There’s no time to discriminate
Hate every motherfucker
That’s in your way

This part of the song is the hook, which could refer to a reply to the above or simply be a summary of the thought, being that the Beautiful People are so inherently selfish that they’ll devour each other if it comes down to it. You can imagine the saying “dog eats dog” would apply here.

Hey you, what do you see?
Something beautiful or something free?
Hey, you, are you trying to be mean?
If you live with apes man, it’s hard to be clean

This seems to be a dialogue, but I don’t think so. It seems more like a message from the Beautiful People to the lower masses. Look at us, the rich, the beautiful, the privileged… Aren’t we wonderful? Why are you trying to be mean to us and our corruption? If we weren’t around you people, we wouldn’t have to be like this. It could refer to the habit of the political class in America to blame the poor for their own problems. I also think this can be tied in to the pre-chorus, in that the Beautiful People will blame each other before they recognize their own faults.

The worms will live in every host
It’s hard to pick which one they eat most
The horrible people, the horrible people
It’s as anatomic as the size of your steeple
Capitalism has made it this way
Old-fashioned fascism will take it away

This entire verse is a quip on capitalism and most likely corporatism. With all the corruption, and the “dog eats dog” antics, eventually, someone will come up to the top (as a result of capitalism’s competitive nature) and get rid of the competition: Hence, the Beautiful People will ensure that only their kind of people make the bulk of society; Fascism being authoritarian nationalism and Identitarianism, resulting in a totalitarian regime where one people, one mind exist for the glory of one nation.

At this point, the song repeats the Chorus a few times before ending.

Marilyn Manson is obviously referring, across the song at the hypocritical nature of pop culture and the way American politics are shaped around so-called virtue, while the people who believe themselves to be virtuous are full of worms and selfishness, motivated by greed. Their end-goal is fascism because once they will become threatened by the “horrible people”, they will turn to conservative and far-right politics to get rid of the dissent. It’s not so far from the truth, as the Trump Presidency in 2016 has shown, the more minorities demanded air space, the more extreme the response from those benefitting from the “Beautiful People” normality became.
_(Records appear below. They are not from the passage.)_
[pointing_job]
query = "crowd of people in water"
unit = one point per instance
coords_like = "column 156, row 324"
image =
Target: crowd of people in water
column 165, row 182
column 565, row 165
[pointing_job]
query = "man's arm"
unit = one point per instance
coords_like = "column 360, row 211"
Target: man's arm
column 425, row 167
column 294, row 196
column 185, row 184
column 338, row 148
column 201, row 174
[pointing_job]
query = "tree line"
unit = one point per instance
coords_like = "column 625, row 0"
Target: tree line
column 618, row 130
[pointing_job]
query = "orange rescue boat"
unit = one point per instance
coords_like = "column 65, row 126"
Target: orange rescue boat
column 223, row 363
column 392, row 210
In Conclusion: What is MY message in all this?

The message is that there is more to kick-ass songs that we like than just the music. A lot of the time, we can hear some of us ask each other to read more books, but sometimes simply listening to a thought-provoking song and primarily its lyrics, can lead one to read on the situation or to at least become aware of a condition they might not otherwise be open to investigate otherwise. In our world of instantaneity, it becomes primordial to have the rapidity of execution to pull off an engaging social commentary, but in order to do so, people have to be willing to listen.

I also think that if you are doing sociology or looking up what people thought or felt during various times of history, you can easily see that from which artists enjoyed fame from their work during their periods of existence. There’s a reason a band like The Doors worked, there’s a reason why Michael Jackson had such a following, and those aren’t just consumerism. What happens in the world surrounding us affects us either directly or indirectly, and causes us to make certain decisions based on this environment. The music we listen to, the clothes we wear, the food we eat are all part of the impacts of events in our society on the collective imagination.